Sofya’s not at their babushka’s grave. Artyom pauses for a few minutes in front of it. He can’t help looking around in case his father is watching, even though he’s far from sight. The rushnik that’s draped over the wooden cross is almost threadbare. The mound of earth is covered in green shoots. Soon it will be indistinguishable from the grass around it. One day the wooden cross will rot and crumble and people won’t know there’s a body underground, in a wooden box, his babushka. Already Artyom can’t remember what she sounds like, what kind of things she’d say. He remembers what she looked like. But the rest of it, the sensations are as frayed as the material on the cross.
He runs to Sofya’s tree: there’s a tree with a wide horizontal branch that she lies on sometimes with a view to the shop in the village where she watches the comings and goings. She watches the village and Artyom watches her. She’s only two years older than he is, but she knows so much more than him. Sometimes he says things and she just nods and smiles. The way his mother does.

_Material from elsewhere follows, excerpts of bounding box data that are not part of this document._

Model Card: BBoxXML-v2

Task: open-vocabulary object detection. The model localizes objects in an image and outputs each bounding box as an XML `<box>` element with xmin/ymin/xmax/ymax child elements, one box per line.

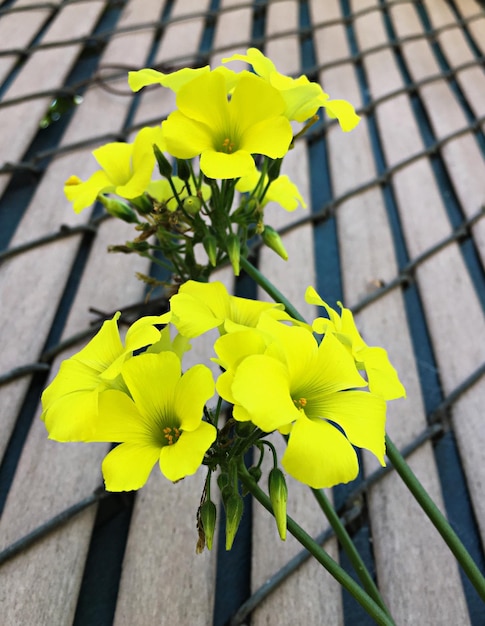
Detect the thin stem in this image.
<box><xmin>312</xmin><ymin>489</ymin><xmax>391</xmax><ymax>617</ymax></box>
<box><xmin>239</xmin><ymin>464</ymin><xmax>394</xmax><ymax>626</ymax></box>
<box><xmin>241</xmin><ymin>254</ymin><xmax>485</xmax><ymax>601</ymax></box>
<box><xmin>386</xmin><ymin>435</ymin><xmax>485</xmax><ymax>601</ymax></box>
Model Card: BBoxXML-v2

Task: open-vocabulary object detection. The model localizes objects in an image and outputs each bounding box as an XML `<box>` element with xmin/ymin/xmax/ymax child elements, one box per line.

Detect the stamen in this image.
<box><xmin>163</xmin><ymin>426</ymin><xmax>182</xmax><ymax>446</ymax></box>
<box><xmin>222</xmin><ymin>137</ymin><xmax>234</xmax><ymax>154</ymax></box>
<box><xmin>293</xmin><ymin>398</ymin><xmax>307</xmax><ymax>411</ymax></box>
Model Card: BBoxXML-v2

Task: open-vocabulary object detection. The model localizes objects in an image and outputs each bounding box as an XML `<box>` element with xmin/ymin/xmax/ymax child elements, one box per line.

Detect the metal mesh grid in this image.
<box><xmin>0</xmin><ymin>0</ymin><xmax>485</xmax><ymax>624</ymax></box>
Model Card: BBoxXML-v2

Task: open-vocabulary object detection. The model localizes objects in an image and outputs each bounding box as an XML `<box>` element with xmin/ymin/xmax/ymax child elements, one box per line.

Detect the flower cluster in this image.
<box><xmin>42</xmin><ymin>48</ymin><xmax>405</xmax><ymax>549</ymax></box>
<box><xmin>64</xmin><ymin>48</ymin><xmax>359</xmax><ymax>282</ymax></box>
<box><xmin>42</xmin><ymin>281</ymin><xmax>405</xmax><ymax>544</ymax></box>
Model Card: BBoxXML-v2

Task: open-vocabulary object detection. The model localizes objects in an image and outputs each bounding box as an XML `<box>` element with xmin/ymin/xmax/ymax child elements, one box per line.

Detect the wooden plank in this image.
<box><xmin>455</xmin><ymin>0</ymin><xmax>485</xmax><ymax>54</ymax></box>
<box><xmin>110</xmin><ymin>0</ymin><xmax>216</xmax><ymax>626</ymax></box>
<box><xmin>246</xmin><ymin>0</ymin><xmax>343</xmax><ymax>625</ymax></box>
<box><xmin>312</xmin><ymin>2</ymin><xmax>468</xmax><ymax>624</ymax></box>
<box><xmin>0</xmin><ymin>2</ymin><xmax>164</xmax><ymax>454</ymax></box>
<box><xmin>0</xmin><ymin>0</ymin><xmax>169</xmax><ymax>626</ymax></box>
<box><xmin>386</xmin><ymin>3</ymin><xmax>485</xmax><ymax>537</ymax></box>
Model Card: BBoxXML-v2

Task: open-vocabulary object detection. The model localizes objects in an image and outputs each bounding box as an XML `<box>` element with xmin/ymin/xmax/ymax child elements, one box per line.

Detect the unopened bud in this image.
<box><xmin>182</xmin><ymin>196</ymin><xmax>202</xmax><ymax>215</ymax></box>
<box><xmin>268</xmin><ymin>159</ymin><xmax>283</xmax><ymax>181</ymax></box>
<box><xmin>261</xmin><ymin>226</ymin><xmax>288</xmax><ymax>261</ymax></box>
<box><xmin>153</xmin><ymin>143</ymin><xmax>172</xmax><ymax>178</ymax></box>
<box><xmin>224</xmin><ymin>493</ymin><xmax>244</xmax><ymax>550</ymax></box>
<box><xmin>268</xmin><ymin>467</ymin><xmax>288</xmax><ymax>541</ymax></box>
<box><xmin>202</xmin><ymin>235</ymin><xmax>217</xmax><ymax>267</ymax></box>
<box><xmin>226</xmin><ymin>234</ymin><xmax>241</xmax><ymax>276</ymax></box>
<box><xmin>200</xmin><ymin>500</ymin><xmax>217</xmax><ymax>550</ymax></box>
<box><xmin>177</xmin><ymin>159</ymin><xmax>190</xmax><ymax>183</ymax></box>
<box><xmin>248</xmin><ymin>465</ymin><xmax>263</xmax><ymax>483</ymax></box>
<box><xmin>98</xmin><ymin>194</ymin><xmax>139</xmax><ymax>224</ymax></box>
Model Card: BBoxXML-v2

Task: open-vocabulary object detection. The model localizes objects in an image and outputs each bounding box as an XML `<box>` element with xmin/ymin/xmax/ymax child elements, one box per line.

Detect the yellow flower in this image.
<box><xmin>64</xmin><ymin>127</ymin><xmax>163</xmax><ymax>213</ymax></box>
<box><xmin>236</xmin><ymin>168</ymin><xmax>306</xmax><ymax>211</ymax></box>
<box><xmin>41</xmin><ymin>313</ymin><xmax>161</xmax><ymax>441</ymax></box>
<box><xmin>146</xmin><ymin>176</ymin><xmax>211</xmax><ymax>212</ymax></box>
<box><xmin>162</xmin><ymin>71</ymin><xmax>293</xmax><ymax>179</ymax></box>
<box><xmin>165</xmin><ymin>280</ymin><xmax>283</xmax><ymax>338</ymax></box>
<box><xmin>215</xmin><ymin>316</ymin><xmax>386</xmax><ymax>488</ymax></box>
<box><xmin>128</xmin><ymin>65</ymin><xmax>210</xmax><ymax>93</ymax></box>
<box><xmin>91</xmin><ymin>352</ymin><xmax>217</xmax><ymax>491</ymax></box>
<box><xmin>305</xmin><ymin>287</ymin><xmax>406</xmax><ymax>400</ymax></box>
<box><xmin>222</xmin><ymin>48</ymin><xmax>360</xmax><ymax>131</ymax></box>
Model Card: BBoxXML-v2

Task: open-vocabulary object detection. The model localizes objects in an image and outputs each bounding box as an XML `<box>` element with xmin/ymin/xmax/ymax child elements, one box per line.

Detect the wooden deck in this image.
<box><xmin>0</xmin><ymin>0</ymin><xmax>485</xmax><ymax>626</ymax></box>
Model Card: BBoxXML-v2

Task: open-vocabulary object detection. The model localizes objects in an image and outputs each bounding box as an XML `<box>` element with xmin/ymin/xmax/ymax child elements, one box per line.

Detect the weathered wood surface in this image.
<box><xmin>0</xmin><ymin>0</ymin><xmax>485</xmax><ymax>626</ymax></box>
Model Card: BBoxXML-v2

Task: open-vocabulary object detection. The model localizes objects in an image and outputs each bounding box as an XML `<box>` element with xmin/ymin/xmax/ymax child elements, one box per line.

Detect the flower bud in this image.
<box><xmin>126</xmin><ymin>241</ymin><xmax>150</xmax><ymax>252</ymax></box>
<box><xmin>224</xmin><ymin>493</ymin><xmax>244</xmax><ymax>550</ymax></box>
<box><xmin>268</xmin><ymin>159</ymin><xmax>283</xmax><ymax>182</ymax></box>
<box><xmin>177</xmin><ymin>159</ymin><xmax>190</xmax><ymax>183</ymax></box>
<box><xmin>202</xmin><ymin>235</ymin><xmax>217</xmax><ymax>267</ymax></box>
<box><xmin>261</xmin><ymin>226</ymin><xmax>288</xmax><ymax>261</ymax></box>
<box><xmin>98</xmin><ymin>194</ymin><xmax>139</xmax><ymax>224</ymax></box>
<box><xmin>248</xmin><ymin>465</ymin><xmax>263</xmax><ymax>483</ymax></box>
<box><xmin>200</xmin><ymin>500</ymin><xmax>217</xmax><ymax>550</ymax></box>
<box><xmin>182</xmin><ymin>196</ymin><xmax>202</xmax><ymax>215</ymax></box>
<box><xmin>268</xmin><ymin>467</ymin><xmax>288</xmax><ymax>541</ymax></box>
<box><xmin>226</xmin><ymin>234</ymin><xmax>241</xmax><ymax>276</ymax></box>
<box><xmin>153</xmin><ymin>143</ymin><xmax>172</xmax><ymax>178</ymax></box>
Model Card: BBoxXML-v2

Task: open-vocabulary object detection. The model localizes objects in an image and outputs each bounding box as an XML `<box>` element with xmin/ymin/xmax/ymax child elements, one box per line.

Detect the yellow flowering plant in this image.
<box><xmin>42</xmin><ymin>48</ymin><xmax>485</xmax><ymax>624</ymax></box>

He’s sweating from the running. He’s been running for half an hour. He calls into the Polovinkins’ to ask Nastya if she’s seen Sofya, but the place is empty. He runs to the back of their house and sees them, two fields away, driving their cattle towards the forest. Everyone is heading for the forest.
He returns home, panting, and walks through the front door, motions to put his hand on the handle, but realizes the door is lying on the table.
“I can’t find her.”
Why is the door on the table? Instinctively he puts his hand on the frame to make sure it’s empty.
His father is bundling their blankets into a sack.
“What?”
His father stops.
“Shit. Where can she be?”
“I don’t know.”
“You looked at the grave?”
“Yes.”
“You asked Nastya?”
“They’ve headed for the forest, they’re driving their cattle there. She isn’t with them. Maybe she’s already heard, maybe she’s gone ahead.”
“No.” His mother is shouting from their room. “She’d come back.”
His mother emerges from their bedroom. She runs her fingers through her hair, teasing the tangled strands out by jerking her fingers. An action that makes Artyom anxious just by looking at it.
“Andrei. You’ll have to find her.”
“I know.”
His father strides out, calling back as he leaves. “Do whatever your mother tells you. Make sure you don’t leave her alone.”